La firma de delivery express ha registrado un crecimiento de 500% en el número de envíos de productos y alimentos para mascotas dentro de la Ciudad de México y la Zona Metropolitana en lo que va de 2021, y se espera que, al cierre de este año, pueda registrar un avance acumulado hasta de 1,000%.

“Nos tocó estar del lado de la moneda, donde crecimos muchísimo […] La gente y las empresas se están profesionalizando en el tema del comercio electrónico, y antes [de la pandemia] eso no sucedía”, dice Iñaki de la Peña, Country Manager de Dostavista.

Esta compañía, fundada en Rusia en 2012, se ha enfocado en desarrollar una plataforma tecnológica de logística y envío de paquetes, que compite con iVoy en el país.

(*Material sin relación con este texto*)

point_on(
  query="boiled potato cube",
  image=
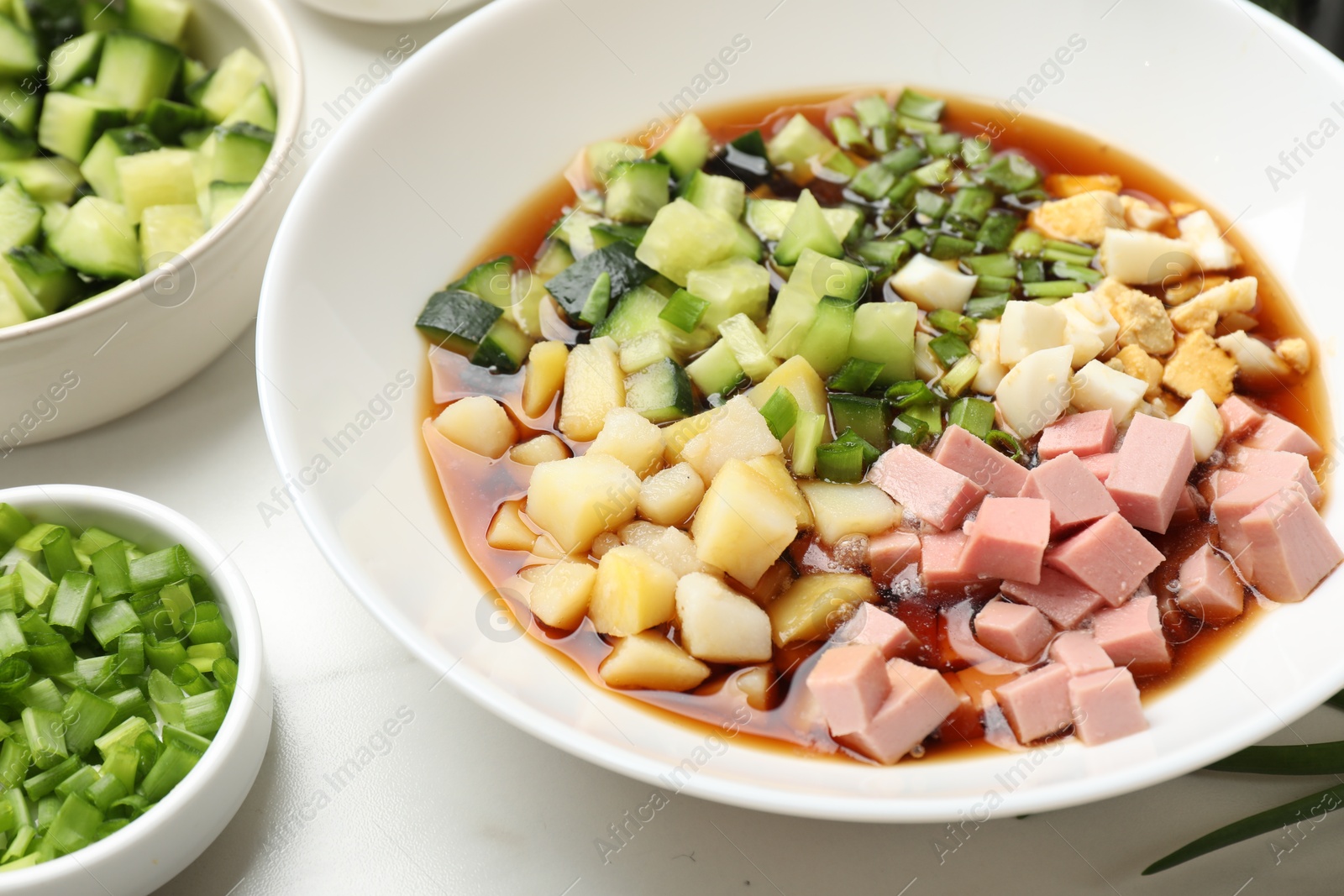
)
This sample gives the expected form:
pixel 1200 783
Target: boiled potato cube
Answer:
pixel 669 496
pixel 649 660
pixel 718 624
pixel 743 524
pixel 631 438
pixel 580 497
pixel 816 605
pixel 477 423
pixel 633 593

En mayo de 2017, Dostavista aterrizó en México y ha aprovechado la oportunidad de crecer con el comercio electrónico en la capital del país y Guadalajara, Jalisco. La pandemia de Covid-19 le permitió alcanzar crecimientos históricos.

La promesa de la firma es realizar entregas en un plazo de 60 minutos, mientras que el promedio en la Ciudad de México oscila alrededor de los 45 minutos. Sus tiempos han permitido que esta startup sea atractiva para la entrega de productos en el mercado de mascotas.

“De 2019 a 2020, cuadruplicamos el número de usuarios en la categoría de animales”, dice De la Peña, quien está convencido que categorías como el alimento tendrán un crecimiento en los próximos años. Algunas empresas del pet care que colaboran con Dostavista son Petco, LEA&BO, Señor Dog, La Farmascota, Hospital veterinario UNAM Banfield y Vet & Pet’s Pharma, entre otras marcas.

“Es una industria que crece mucho, y cada vez adoptamos más a los ‘perrhijos’; los vemos como parte de la familia. Y toda esta tendencia, guiada hacia el alimento premium y atenderlos de mejor manera, ha hecho que explote ese nicho”, dice Iñaki, al hablar de una industria que no se detiene y saca las garras.